Staples decided a year ago to offer a rebate program that would be both easier for customers and resistant to fraud, Sherlock says. Under more conventional rebate systems, customers must mail in the UPC label associated with the purchased product, a process open to fraud by consumers who attempt to duplicate UPC labels, he adds.
Staples worked with Parago Inc., a marketing technology company, to develop a rebate program that works without UPC numbers. Each product in a rebate program is assigned a unique 17-digit identification code that can be used only once in each promotion, plus a separate code assigned to the promotion program itself.

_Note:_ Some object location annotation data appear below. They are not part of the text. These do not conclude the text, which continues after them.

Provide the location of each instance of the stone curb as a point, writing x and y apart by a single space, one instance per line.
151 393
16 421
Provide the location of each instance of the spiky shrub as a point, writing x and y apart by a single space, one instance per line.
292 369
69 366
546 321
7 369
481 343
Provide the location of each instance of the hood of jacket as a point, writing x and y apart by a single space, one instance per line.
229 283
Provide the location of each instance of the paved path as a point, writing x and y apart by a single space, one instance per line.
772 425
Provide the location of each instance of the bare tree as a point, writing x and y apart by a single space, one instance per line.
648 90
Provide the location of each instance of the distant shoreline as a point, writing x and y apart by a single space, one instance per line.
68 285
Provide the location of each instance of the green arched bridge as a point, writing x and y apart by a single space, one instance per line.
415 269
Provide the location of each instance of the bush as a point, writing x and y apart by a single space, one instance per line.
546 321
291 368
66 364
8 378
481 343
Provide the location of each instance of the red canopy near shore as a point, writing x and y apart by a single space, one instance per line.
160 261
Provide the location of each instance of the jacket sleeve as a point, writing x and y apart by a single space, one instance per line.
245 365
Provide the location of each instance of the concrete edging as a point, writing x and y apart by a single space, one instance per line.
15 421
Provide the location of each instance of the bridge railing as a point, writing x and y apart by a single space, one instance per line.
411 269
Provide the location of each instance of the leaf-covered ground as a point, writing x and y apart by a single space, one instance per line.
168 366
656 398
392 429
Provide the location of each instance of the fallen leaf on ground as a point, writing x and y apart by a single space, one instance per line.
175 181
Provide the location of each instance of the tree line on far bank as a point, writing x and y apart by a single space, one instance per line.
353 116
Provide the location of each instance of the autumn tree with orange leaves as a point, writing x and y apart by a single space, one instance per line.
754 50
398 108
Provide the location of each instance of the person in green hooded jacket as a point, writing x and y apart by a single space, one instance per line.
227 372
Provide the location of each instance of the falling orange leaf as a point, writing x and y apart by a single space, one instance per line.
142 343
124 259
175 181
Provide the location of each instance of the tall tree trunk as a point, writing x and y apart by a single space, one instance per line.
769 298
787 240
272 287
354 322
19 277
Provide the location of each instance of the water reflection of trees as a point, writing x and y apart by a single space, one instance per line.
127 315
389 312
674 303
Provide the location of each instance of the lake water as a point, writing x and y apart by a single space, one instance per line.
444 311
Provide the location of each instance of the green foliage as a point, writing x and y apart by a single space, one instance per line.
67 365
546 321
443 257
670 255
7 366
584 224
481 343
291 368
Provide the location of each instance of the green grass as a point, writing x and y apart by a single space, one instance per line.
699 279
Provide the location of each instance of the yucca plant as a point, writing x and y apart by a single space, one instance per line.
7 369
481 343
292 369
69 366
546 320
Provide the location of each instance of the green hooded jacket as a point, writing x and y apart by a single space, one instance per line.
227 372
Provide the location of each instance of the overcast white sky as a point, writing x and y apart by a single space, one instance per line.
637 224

Consumers enter those two code numbers onto a Staples Easy Rebates web page, then receive an instant e-mail confirmation with a link to a web page where they can track the status of their rebate. To guard against consumers who might to try return a product for credit and also receive a rebate, Staples withholds the rebate check until the end of a 14-day return period. If a product is returned within that period, the consumer receives an e-mail noting that the rebate is no longer valid.
Because rebates are funded by manufacturers, Staples settles with its suppliers the after-rebate cost of products. But it relies on Parago to actually send the rebate checks to consumers. Staples forwards the value of each week’s rebates to Parago, which then cuts and mails individual rebate checks to consumers.
Staples also forwards data on sales and product returns to Parago every two hours through an FTP connection, enabling Parago’s software to determine which rebate checks should go out every day.
The safeguards against fraud have convinced all suppliers who engage in Staples’ rebate programs to participate in the EasyRebate system, Sherlock says, noting that about 90% of those suppliers are in the program and the remainder plan to participate.
Sherlock says that other retailers tend to limit online submission of rebates to low-ticket items, but Staples allows for online submission of rebates valued at up to $200.